Histograms summarise the distribution of pixel intensities. A histogram counts how many pixels have each intensity value (0-255 for 8-bit images). It is the same frequency distribution from chapter 04 applied to pixel values.

Image with its intensity histogram: dark image has histogram skewed left, bright image has histogram skewed right

A dark image has its histogram concentrated on the left (low values). A bright image has it concentrated on the right. A low-contrast image has a narrow histogram. A high-contrast image has a wide, spread-out histogram.
Histogram equalisation stretches the histogram to span the full intensity range, improving contrast. The idea is to find a mapping that makes the cumulative distribution function (CDF) of pixel intensities approximately linear. This is a direct application of the CDF concept from chapter 04.
Otsu's method automatically finds the best threshold to separate an image into foreground and background. It tries every possible threshold and picks the one that minimises the within-class variance (or equivalently, maximises the between-class variance). This is the same variance concept from chapter 04, applied to pixel intensity populations.
Feature extraction identifies distinctive points or regions in an image that can be used for matching, recognition, and 3D reconstruction. Good features should be repeatable (found again in a different view), distinctive (distinguishable from other features), and efficient to compute.
Corner detection finds points where the image intensity changes significantly in multiple directions. A smooth region has little change in any direction. An edge has change in one direction. A corner has change in at least two directions, making it locally unique and therefore a reliable landmark.
The Harris corner detector analyses the structure tensor (also called the second-moment matrix) at each pixel:

\[ M = \sum_{(x,y) \in W} w(x,y) \begin{bmatrix} I_x^2 & I_x I_y \\ I_x I_y & I_y^2 \end{bmatrix} \]

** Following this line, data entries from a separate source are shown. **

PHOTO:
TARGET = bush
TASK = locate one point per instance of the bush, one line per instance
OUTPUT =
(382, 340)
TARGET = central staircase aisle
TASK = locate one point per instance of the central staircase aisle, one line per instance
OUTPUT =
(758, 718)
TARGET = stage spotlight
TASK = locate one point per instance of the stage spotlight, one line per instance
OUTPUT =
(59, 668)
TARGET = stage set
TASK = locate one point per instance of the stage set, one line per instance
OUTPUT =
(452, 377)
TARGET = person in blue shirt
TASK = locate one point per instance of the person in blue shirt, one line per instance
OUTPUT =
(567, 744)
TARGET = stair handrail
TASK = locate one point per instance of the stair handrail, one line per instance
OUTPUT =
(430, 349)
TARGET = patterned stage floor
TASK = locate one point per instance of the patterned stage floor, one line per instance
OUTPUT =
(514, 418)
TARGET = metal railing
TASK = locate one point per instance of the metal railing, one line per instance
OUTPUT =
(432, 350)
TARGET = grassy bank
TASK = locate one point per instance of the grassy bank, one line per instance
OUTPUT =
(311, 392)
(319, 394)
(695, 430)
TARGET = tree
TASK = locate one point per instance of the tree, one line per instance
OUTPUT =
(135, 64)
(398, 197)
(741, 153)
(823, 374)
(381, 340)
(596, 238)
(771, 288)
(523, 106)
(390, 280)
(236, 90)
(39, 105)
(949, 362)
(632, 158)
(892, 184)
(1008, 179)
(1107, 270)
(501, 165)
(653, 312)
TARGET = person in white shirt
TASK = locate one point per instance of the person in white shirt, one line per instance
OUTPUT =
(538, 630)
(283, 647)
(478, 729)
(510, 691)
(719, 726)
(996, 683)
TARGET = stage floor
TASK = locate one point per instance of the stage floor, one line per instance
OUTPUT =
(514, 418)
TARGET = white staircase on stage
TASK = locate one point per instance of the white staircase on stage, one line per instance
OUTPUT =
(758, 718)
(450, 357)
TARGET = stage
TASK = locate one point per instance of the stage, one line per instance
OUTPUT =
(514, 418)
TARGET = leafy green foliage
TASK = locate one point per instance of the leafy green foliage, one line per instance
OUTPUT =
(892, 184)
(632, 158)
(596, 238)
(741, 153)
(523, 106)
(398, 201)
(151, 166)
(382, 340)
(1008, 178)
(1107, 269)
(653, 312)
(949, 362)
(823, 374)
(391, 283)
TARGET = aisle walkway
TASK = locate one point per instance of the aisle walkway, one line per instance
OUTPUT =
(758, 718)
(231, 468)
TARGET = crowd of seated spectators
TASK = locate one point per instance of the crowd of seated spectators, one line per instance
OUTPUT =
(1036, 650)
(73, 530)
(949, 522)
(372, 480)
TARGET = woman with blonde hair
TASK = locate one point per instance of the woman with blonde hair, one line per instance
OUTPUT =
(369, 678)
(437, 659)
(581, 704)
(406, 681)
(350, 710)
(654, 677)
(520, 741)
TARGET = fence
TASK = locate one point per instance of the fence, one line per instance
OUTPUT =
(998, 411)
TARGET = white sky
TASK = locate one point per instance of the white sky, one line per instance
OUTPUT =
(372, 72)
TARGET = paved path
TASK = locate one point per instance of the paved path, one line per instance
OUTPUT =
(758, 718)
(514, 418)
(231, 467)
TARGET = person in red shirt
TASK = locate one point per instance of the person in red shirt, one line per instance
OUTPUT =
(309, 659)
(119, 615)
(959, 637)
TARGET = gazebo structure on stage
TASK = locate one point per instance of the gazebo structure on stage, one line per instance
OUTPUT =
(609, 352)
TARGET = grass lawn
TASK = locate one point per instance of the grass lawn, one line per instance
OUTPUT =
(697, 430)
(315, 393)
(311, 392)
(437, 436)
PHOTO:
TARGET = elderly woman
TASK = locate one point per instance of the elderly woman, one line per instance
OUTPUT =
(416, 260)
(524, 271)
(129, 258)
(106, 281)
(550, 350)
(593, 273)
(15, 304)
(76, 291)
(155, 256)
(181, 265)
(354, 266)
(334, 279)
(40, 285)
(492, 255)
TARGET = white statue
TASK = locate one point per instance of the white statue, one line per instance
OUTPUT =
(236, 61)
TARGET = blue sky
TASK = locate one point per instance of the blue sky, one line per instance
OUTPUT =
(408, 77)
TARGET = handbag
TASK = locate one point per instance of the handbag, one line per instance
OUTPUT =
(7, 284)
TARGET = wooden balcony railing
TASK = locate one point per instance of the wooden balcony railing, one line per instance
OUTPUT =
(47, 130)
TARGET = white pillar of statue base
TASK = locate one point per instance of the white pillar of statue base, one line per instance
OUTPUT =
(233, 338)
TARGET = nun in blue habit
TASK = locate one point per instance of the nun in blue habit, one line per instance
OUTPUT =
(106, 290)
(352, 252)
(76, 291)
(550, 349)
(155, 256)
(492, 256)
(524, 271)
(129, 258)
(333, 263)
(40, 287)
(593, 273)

where \(I_x\) and \(I_y\) are the image gradients (computed with Sobel), \(W\) is a local window, and \(w\) is a Gaussian weighting function. The eigenvalues of \(M\) (from chapter 02) tell you the type of feature:
- Both eigenvalues small: flat region (no feature)
- One large, one small: edge
- Both large: corner
Instead of computing eigenvalues explicitly, Harris uses a corner response function: \(R = \det(M) - k \cdot (\text{trace}(M))^2\), where \(\det(M) = \lambda_1 \lambda_2\) and \(\text{trace}(M) = \lambda_1 + \lambda_2\) (both from chapter 02). Large positive \(R\) indicates a corner. The constant \(k\) is typically 0.04-0.06.
The Shi-Tomasi detector simplifies this to \(R = \min(\lambda_1, \lambda_2)\), directly checking that the smaller eigenvalue is large enough. This is slightly more stable in practice.
Blob detection finds regions that differ from their surroundings. Unlike corners (which are point features), blobs have a characteristic size.
SIFT (Scale-Invariant Feature Transform, Lowe, 2004) detects blobs at multiple scales and constructs a descriptor that is invariant to rotation, scale, and partially invariant to illumination changes. It works by:
1. Building a scale space (see below) using Gaussian blur at increasing \(\sigma\)
2. Finding extrema in the Difference of Gaussians (DoG) across scales
3. Refining keypoint locations and removing low-contrast points and edge responses
4. Assigning a dominant orientation based on local gradient directions
5. Building a 128-dimensional descriptor from gradient histograms in a 16x16 patch around the keypoint
SURF (Speeded-Up Robust Features) approximates SIFT using box filters and integral images for faster computation. ORB (Oriented FAST and Rotated BRIEF) is a fast, open-source alternative that combines the FAST corner detector with the BRIEF binary descriptor, adding rotation invariance.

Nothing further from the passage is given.